Un caractère obligatoire à nuancer

Dès lors que l'immeuble a plus de 15 ans, l'assemblée générale des copropriétaires devra ainsi débattre en vue de l'adoption de de tout ou partie de ce plan pluriannuel pour préparer le financement des travaux à réaliser. Les modalités seraient votées à la majorité des voix exprimées des copropriétaires présents, représentés ou ayant voté par correspondance.

On peut donc souligner que le texte rend seulement obligatoire la rédaction de ce plan pluriannuel de travaux sur la base d'une analyse technique (diagnostic technique global ou nouveau DPE) mais que sa mise en place restera soumise au vote des copropriétaires, de même que chaque tranche de travaux.

Un "super" fonds de travaux

Le montant provisionné chaque année viendrait abonder le fonds de travaux qui est aujourd'hui encore facultatif pour les petites copropriétés de moins de 10 lots (ou si le diagnostic technique global ne fait apparaître aucun besoin de travaux pour les 10 années à venir) et dont l'obligation de collecte reste limitée à un minimum de 5% du montant des charges prévisionnelles ordinaires de l'année.

A partir d'une analyse du bâti et d'un diagnostic technique, serait établie une liste des travaux nécessaires à la sauvegarde de l'immeuble, à la préservation de la santé et de la sécurité des occupants et à la réalisation d'économies d'énergie.

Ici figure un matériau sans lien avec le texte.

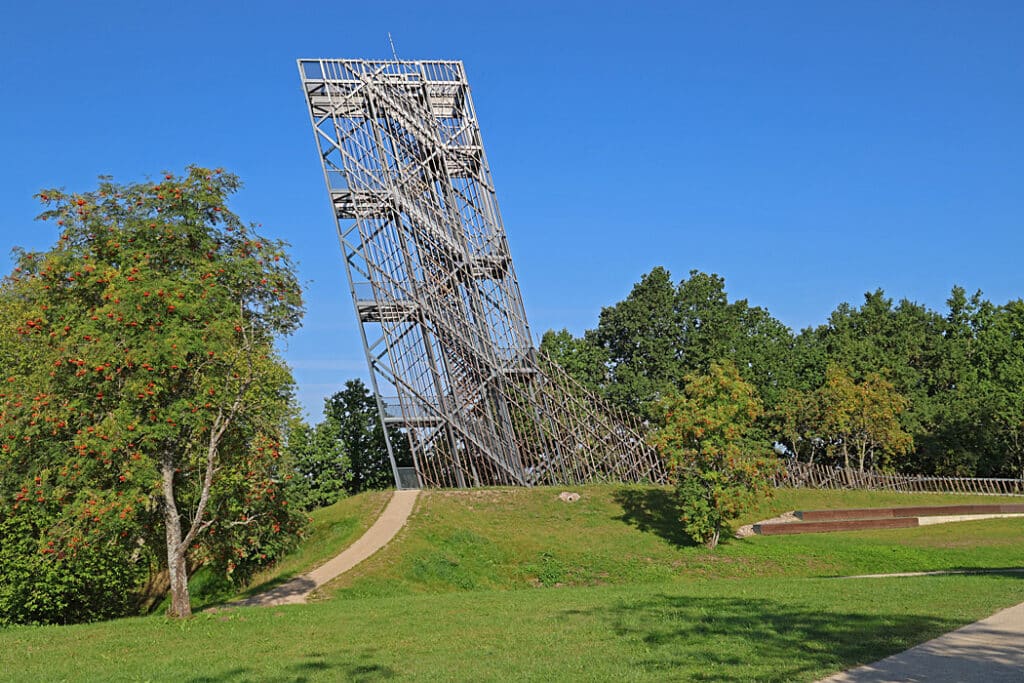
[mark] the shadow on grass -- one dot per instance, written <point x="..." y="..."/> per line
<point x="654" y="511"/>
<point x="720" y="639"/>
<point x="315" y="666"/>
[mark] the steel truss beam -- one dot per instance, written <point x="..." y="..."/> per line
<point x="430" y="273"/>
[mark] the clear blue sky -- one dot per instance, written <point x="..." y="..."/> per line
<point x="807" y="152"/>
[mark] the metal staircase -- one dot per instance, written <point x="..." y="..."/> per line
<point x="432" y="282"/>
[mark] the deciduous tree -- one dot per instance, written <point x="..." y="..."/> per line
<point x="711" y="440"/>
<point x="155" y="396"/>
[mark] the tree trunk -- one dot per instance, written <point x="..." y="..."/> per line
<point x="176" y="565"/>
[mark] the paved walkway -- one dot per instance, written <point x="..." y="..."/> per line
<point x="378" y="536"/>
<point x="988" y="651"/>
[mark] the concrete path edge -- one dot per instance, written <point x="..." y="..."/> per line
<point x="989" y="650"/>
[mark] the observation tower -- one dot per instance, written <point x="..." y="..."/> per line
<point x="441" y="318"/>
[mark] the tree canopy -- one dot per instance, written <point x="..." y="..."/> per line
<point x="942" y="389"/>
<point x="143" y="398"/>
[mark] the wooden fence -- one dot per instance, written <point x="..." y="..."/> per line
<point x="822" y="476"/>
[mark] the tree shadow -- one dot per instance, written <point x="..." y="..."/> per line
<point x="653" y="511"/>
<point x="720" y="639"/>
<point x="314" y="666"/>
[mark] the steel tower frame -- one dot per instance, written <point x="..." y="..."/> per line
<point x="440" y="313"/>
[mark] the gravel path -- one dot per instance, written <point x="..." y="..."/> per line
<point x="378" y="536"/>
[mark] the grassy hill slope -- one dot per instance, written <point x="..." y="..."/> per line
<point x="517" y="539"/>
<point x="514" y="585"/>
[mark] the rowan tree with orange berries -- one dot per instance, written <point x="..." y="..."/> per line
<point x="142" y="399"/>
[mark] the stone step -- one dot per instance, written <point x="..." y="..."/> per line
<point x="842" y="525"/>
<point x="913" y="511"/>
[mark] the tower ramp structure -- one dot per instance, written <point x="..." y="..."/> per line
<point x="440" y="313"/>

L'estimation du coût de ces travaux et leur hiérarchisation conduirait ensuite à fixer un échéancier des travaux qui doivent être réalisés dans les 10 prochaines années.

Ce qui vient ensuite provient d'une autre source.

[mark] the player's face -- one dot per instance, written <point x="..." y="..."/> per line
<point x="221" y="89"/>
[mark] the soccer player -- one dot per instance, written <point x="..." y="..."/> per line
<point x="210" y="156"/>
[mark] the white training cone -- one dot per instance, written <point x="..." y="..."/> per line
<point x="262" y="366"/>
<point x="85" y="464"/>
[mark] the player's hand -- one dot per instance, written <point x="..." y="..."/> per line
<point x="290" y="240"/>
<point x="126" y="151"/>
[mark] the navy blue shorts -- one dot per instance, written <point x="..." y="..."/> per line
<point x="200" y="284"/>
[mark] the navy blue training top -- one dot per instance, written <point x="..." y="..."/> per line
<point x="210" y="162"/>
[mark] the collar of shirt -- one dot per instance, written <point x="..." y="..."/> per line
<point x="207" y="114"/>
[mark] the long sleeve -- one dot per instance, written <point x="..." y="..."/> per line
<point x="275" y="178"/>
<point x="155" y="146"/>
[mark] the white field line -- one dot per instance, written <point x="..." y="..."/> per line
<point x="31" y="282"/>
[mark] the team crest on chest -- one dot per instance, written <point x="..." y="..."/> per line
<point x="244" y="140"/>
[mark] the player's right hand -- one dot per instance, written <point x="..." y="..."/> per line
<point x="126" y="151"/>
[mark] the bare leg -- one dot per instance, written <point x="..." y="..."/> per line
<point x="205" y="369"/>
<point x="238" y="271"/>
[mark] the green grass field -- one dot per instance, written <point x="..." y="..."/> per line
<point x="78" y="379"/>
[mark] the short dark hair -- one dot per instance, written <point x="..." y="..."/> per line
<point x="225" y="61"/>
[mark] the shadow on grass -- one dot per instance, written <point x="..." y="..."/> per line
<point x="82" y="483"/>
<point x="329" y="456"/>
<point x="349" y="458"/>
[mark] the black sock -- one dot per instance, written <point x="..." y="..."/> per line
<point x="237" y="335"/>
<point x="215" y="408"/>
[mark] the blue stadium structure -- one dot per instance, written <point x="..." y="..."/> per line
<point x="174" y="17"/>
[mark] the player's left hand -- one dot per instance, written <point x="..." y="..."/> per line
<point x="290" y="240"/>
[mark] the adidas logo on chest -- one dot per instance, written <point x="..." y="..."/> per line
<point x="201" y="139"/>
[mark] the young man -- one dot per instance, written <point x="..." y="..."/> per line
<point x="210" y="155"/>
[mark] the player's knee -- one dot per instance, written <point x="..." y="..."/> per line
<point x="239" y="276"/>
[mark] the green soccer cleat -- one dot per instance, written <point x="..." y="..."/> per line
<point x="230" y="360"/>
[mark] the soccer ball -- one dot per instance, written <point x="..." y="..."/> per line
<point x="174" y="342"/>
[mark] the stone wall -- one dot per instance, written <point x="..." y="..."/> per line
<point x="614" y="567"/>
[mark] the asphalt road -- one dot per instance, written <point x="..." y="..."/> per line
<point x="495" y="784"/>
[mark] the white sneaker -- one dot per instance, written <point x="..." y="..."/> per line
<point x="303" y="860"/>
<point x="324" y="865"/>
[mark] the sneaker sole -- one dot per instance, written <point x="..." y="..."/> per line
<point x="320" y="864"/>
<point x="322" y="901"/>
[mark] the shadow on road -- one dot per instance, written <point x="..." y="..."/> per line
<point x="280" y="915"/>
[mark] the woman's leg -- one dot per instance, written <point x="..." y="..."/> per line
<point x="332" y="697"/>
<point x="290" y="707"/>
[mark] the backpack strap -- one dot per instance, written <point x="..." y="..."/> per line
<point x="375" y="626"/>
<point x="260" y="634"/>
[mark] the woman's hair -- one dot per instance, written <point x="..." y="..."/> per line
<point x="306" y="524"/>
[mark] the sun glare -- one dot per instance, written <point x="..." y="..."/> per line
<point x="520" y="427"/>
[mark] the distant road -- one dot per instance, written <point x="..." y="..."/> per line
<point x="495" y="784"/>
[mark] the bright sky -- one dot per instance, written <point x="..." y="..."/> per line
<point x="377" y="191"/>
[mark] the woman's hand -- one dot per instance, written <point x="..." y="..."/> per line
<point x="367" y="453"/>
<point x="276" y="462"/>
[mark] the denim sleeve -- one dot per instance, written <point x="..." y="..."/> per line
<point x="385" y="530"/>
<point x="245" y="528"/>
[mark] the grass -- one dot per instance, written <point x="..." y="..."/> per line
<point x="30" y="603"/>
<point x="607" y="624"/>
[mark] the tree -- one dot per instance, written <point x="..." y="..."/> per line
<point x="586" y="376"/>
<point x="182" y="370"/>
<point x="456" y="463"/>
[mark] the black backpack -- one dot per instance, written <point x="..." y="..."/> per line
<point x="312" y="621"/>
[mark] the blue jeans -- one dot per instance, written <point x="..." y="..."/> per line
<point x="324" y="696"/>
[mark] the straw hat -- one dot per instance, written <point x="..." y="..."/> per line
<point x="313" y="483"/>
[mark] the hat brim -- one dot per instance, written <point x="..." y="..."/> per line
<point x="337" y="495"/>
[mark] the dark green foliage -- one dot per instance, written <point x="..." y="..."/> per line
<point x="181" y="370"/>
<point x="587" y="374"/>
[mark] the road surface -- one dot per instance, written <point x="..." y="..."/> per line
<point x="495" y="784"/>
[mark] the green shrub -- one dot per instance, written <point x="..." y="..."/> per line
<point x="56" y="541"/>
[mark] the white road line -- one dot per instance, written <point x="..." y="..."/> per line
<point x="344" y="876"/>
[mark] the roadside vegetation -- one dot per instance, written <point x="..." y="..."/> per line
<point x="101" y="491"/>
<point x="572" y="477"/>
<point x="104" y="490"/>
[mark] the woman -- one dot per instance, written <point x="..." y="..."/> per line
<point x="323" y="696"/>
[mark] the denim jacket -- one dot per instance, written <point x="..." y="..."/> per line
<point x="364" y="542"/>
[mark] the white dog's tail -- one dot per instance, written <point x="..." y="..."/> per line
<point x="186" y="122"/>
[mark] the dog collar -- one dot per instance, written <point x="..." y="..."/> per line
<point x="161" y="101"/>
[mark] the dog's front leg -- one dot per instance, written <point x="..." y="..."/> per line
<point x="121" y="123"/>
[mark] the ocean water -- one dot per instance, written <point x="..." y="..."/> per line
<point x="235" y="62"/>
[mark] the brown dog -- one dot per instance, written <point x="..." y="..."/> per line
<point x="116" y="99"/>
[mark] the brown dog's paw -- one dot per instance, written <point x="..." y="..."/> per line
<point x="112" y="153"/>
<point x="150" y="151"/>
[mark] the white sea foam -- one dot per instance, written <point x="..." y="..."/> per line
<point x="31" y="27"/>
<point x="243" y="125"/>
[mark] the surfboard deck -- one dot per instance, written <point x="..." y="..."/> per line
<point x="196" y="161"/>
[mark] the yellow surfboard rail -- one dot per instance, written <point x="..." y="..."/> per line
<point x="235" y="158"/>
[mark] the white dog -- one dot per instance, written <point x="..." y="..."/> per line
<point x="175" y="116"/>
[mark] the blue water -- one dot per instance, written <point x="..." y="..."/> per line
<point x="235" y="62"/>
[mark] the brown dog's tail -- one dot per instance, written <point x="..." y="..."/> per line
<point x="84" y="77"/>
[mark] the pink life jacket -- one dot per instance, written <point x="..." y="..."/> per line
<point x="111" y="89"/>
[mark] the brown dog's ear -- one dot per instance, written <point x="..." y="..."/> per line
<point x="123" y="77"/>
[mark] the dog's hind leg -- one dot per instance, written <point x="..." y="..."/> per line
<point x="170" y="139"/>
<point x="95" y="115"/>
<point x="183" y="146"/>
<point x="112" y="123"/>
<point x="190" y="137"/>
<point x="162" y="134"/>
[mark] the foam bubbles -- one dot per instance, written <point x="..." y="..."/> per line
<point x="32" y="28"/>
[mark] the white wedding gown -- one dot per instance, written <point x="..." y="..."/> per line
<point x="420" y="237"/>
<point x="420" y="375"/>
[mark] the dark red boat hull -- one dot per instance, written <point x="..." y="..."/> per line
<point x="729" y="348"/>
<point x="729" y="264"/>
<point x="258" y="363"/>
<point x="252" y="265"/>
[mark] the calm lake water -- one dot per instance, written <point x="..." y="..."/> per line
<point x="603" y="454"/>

Au minimum 2,5% du montant des travaux prévus

Comme dans le cas du fonds de travaux déjà existant, ce nouveau fonds serait alimenté par une cotisation annuelle obligatoire, d'un montant correspondant au minimum à 2,5% du montant des travaux prévus dans le plan adopté, sans pouvoir être inférieur à 5% du budget annuel prévisionnel de fonctionnement de la copropriété. L'assemblée générale pourra toujours voter un montant supérieur.

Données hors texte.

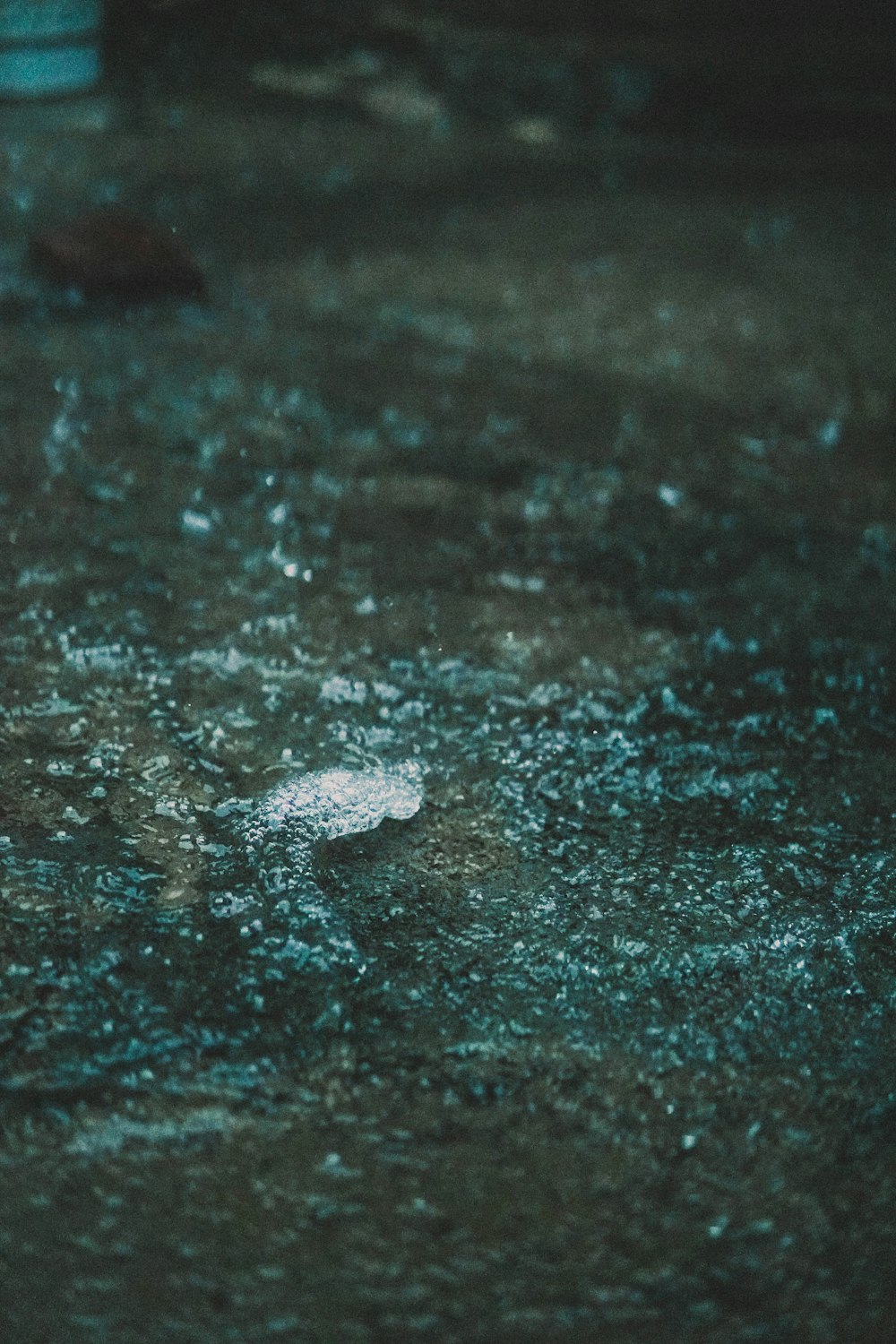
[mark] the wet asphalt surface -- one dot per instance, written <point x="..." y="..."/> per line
<point x="560" y="467"/>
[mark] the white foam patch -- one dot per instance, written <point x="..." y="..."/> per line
<point x="325" y="804"/>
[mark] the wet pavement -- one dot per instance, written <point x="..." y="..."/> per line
<point x="552" y="478"/>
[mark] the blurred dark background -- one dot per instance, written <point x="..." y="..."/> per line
<point x="788" y="70"/>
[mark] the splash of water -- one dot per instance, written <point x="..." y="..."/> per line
<point x="282" y="836"/>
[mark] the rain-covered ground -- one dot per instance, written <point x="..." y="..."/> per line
<point x="546" y="478"/>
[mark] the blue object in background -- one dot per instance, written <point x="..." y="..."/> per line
<point x="48" y="47"/>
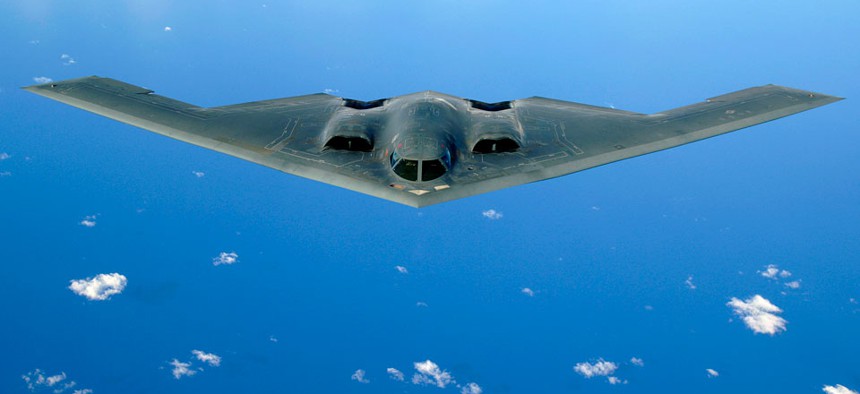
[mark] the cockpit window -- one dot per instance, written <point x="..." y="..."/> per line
<point x="432" y="169"/>
<point x="406" y="169"/>
<point x="429" y="169"/>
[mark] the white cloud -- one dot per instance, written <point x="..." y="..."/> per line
<point x="771" y="271"/>
<point x="430" y="373"/>
<point x="759" y="314"/>
<point x="226" y="258"/>
<point x="67" y="59"/>
<point x="210" y="358"/>
<point x="689" y="283"/>
<point x="838" y="389"/>
<point x="395" y="374"/>
<point x="99" y="288"/>
<point x="599" y="368"/>
<point x="358" y="376"/>
<point x="89" y="221"/>
<point x="38" y="380"/>
<point x="492" y="214"/>
<point x="181" y="369"/>
<point x="471" y="388"/>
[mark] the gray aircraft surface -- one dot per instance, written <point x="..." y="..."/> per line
<point x="426" y="148"/>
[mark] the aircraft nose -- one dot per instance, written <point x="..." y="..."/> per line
<point x="419" y="148"/>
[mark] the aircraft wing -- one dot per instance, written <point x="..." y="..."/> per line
<point x="558" y="137"/>
<point x="564" y="137"/>
<point x="283" y="134"/>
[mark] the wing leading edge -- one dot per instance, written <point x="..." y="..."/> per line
<point x="256" y="131"/>
<point x="560" y="137"/>
<point x="585" y="136"/>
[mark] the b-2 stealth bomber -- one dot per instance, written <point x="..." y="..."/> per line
<point x="426" y="148"/>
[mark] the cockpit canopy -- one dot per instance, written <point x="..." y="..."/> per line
<point x="428" y="169"/>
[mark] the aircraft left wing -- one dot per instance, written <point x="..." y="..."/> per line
<point x="283" y="134"/>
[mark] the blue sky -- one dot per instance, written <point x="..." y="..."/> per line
<point x="608" y="255"/>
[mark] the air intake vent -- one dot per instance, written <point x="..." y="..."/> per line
<point x="491" y="107"/>
<point x="500" y="145"/>
<point x="358" y="104"/>
<point x="354" y="144"/>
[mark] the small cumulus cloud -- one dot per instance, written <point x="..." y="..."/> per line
<point x="772" y="271"/>
<point x="395" y="374"/>
<point x="212" y="359"/>
<point x="89" y="221"/>
<point x="599" y="368"/>
<point x="838" y="389"/>
<point x="427" y="372"/>
<point x="181" y="369"/>
<point x="759" y="314"/>
<point x="358" y="376"/>
<point x="37" y="380"/>
<point x="471" y="388"/>
<point x="492" y="214"/>
<point x="67" y="59"/>
<point x="793" y="284"/>
<point x="99" y="288"/>
<point x="689" y="283"/>
<point x="225" y="258"/>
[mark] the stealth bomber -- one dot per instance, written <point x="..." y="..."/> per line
<point x="426" y="148"/>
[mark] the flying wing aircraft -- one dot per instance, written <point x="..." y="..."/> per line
<point x="426" y="148"/>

Avec l'exemple d'un budget de 300.000 € de travaux correspondant à un futur ravalement de façade et une réfection de la VMC, les copropriétaires devraient verser chaque année au moins 7.500 €, à répartir selon leurs tantièmes. Actuellement, si le budget prévisionnel de cette résidence s'élève à 50.000 €, le fonds de travaux n'oblige à provisionner que 2.500 €.

Attaché au lot

Comme c'est le cas aujourd'hui pour le fonds de travaux, les sommes versées dans le cadre du plan pluriannuel de travaux seraient attachées aux lots et entreraient définitivement, dès leur versement, dans le patrimoine du syndicat des copropriétaires. Elles ne donneraient donc pas lieu à un remboursement par le syndicat des copropriétaires lors de la revente du logement. Au propriétaire donc de négocier ce sujet avec l'acquéreur en l'intégrant dans le prix de vente...

A partir de 2023

Sous réserve de l'examen du texte en deuxième lecture devant le Sénat, ce plan entrerait en vigueur le 1er janvier 2023 pour les copropriétés de plus de 200 lots, le 1er janvier 2024 pour les copropriétés de 51 à 200 lots et pas avant 2025 pour les petites copropriétés comprenant moins de 51 lots à usage de logements, de bureaux ou de commerces. Il serait actualisé au maximum tous les dix ans.